Inoltre, se confrontiamo i rendimenti dei buoni del Tesoro USA a tre mesi con quelli a 10 anni, la curva dei rendimenti è invertita di 65 punti base, la più grande inversione da poco prima della recessione del 2001.
"Il mercato ha iniziato ad avere un po' di euforia disinflazionistica", afferma Alexandra Wilson-Elizondo, responsabile degli investimenti retail multi-asset di Goldman Sachs Asset Management, aggiungendo che ritiene che i mercati stiano ora sottovalutando la durata del ciclo di inasprimento della Fed.
Quanto sarà brutta la recessione?
Considerati i segnali premonitori e mesi di discussioni sui mercati sulla possibilità di una recessione - che è generalmente definita come due trimestri consecutivi di crescita economica negativa - se questa dovesse verificarsi, non sorprenderà gli investitori.
Preston Caldwell, capo economista statunitense di Morningstar, afferma che è ancora incerto se l'economia finirà in una recessione ufficiale.

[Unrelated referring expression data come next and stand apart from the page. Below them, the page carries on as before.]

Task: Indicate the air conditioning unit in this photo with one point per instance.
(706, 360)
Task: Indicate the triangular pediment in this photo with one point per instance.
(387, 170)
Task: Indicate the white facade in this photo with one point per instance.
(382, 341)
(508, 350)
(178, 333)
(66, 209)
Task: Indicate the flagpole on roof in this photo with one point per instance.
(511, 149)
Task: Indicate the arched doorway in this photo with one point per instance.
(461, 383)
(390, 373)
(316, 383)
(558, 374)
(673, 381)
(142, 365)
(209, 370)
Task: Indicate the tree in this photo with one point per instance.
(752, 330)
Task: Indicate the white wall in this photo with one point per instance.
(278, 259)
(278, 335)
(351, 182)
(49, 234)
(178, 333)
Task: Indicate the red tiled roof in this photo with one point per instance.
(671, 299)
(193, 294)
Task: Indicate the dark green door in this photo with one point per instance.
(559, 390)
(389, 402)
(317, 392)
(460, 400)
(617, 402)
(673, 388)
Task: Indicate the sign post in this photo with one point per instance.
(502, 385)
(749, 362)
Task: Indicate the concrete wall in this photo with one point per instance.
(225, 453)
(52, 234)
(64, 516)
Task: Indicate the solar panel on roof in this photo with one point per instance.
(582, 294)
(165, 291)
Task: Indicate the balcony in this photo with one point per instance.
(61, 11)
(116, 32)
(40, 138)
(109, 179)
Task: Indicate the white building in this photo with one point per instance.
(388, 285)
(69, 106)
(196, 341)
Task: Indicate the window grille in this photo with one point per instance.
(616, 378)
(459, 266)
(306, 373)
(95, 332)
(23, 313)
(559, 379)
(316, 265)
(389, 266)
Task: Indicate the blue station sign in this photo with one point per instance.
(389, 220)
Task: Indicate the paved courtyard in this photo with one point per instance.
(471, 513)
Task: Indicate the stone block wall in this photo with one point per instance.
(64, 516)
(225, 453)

Ma, cosa ancora più importante, dice, “abbiamo costantemente sostenuto che la domanda binaria 'ci sarà una recessione?' manca il punto; qualsiasi recessione dovrebbe essere relativamente mite e di breve durata, a nostro avviso”.
McAllister di Baird afferma che i fondamentali dell'economia indicano che la recessione non dovrebbe essere troppo profonda.

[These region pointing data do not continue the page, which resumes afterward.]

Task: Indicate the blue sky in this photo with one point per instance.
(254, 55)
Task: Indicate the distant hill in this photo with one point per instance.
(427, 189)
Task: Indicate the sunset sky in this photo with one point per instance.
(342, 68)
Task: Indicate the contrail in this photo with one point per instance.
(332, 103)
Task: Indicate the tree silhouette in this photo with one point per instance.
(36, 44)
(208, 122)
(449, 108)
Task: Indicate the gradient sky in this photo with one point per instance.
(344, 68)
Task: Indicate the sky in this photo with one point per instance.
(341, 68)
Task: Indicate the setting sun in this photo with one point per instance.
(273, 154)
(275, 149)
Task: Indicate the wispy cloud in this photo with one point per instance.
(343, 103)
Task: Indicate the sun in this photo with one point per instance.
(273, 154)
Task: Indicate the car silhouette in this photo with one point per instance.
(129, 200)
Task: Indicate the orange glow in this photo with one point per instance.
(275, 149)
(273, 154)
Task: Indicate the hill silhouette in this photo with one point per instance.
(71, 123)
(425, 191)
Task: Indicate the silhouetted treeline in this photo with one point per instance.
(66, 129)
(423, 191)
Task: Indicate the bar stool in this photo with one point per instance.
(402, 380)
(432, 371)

Alla Goldman Sachs, Wilson-Elizondo afferma che è ancora incerto il tipo di atterraggio che l'economia sperimenterà a seguito degli aggressivi aumenti dei tassi di interesse della Fed. “Ci sono dei punti interrogativi che non sono stati ancora risolti”, dice.
Il primo è l'impatto della riduzione della quantità di denaro in circolazione da parte della Fed (quantitative tightening), dopo le eccezionali misure per contrastare gli effetti del Covid sull’economia.
Il secondo è il ritmo della riapertura economica della Cina dopo le rigide politiche “zero-Covid-19”, che, a seconda del ritmo e dei tempi, potrebbe dare una spinta all'economia globale e anche aumentare l'inflazione derivante dal costo delle materie prime.
All'interno dell'economia statunitense, Wilson-Elizondo afferma che si stanno concentrando su tre variabili del mercato del lavoro per capire se ci sarà un atterraggio duro o morbido: il rapporto tra le opportunità di lavoro e le persone in cerca di lavoro, il tasso di partecipazione dei lavoratori nel mercato del lavoro e il ritmo generale di creazione di posti di lavoro.
Quanto scenderà l’inflazione?
Per quanto riguarda le prospettive sul caro-vita, l'attenzione dei mercati nelle ultime settimane è stata sulla direzione che stanno prendendo i tassi di inflazione, ossia verso il basso. Ma Wilson-Elizondo dice che ciò che conta di più è quale sarà il livello del tasso di inflazione effettivo. A ottobre, il CPI ha registrato un aumento annuo del 7,7%.
“Siamo molto concentrati sul livello definitivo più che sul percorso”, dice.
“Ma in termini di percorso, la velocità con cui (l'inflazione scenderà) è molto critica”. Per ora, dice, ciò che appare chiaro è che sarà difficile vederla scendere velocemente al tasso obiettivo del 2%.
Alla NatWest, Nevruzi afferma di attendersi l’inizio della recessione entro la fine di quest'anno, a causa del calo della spesa dei consumatori, “ma non sarà un crollo dell’economia”.
In questo contesto, NatWest prevede un graduale calo dell'inflazione nel 2023, ma con l’indice dei prezzi al consumo che si manterrà al di sopra del 4% annuo fino alla metà del 2023, poi scenderà appena al di sotto del 3% entro la fine dell'anno.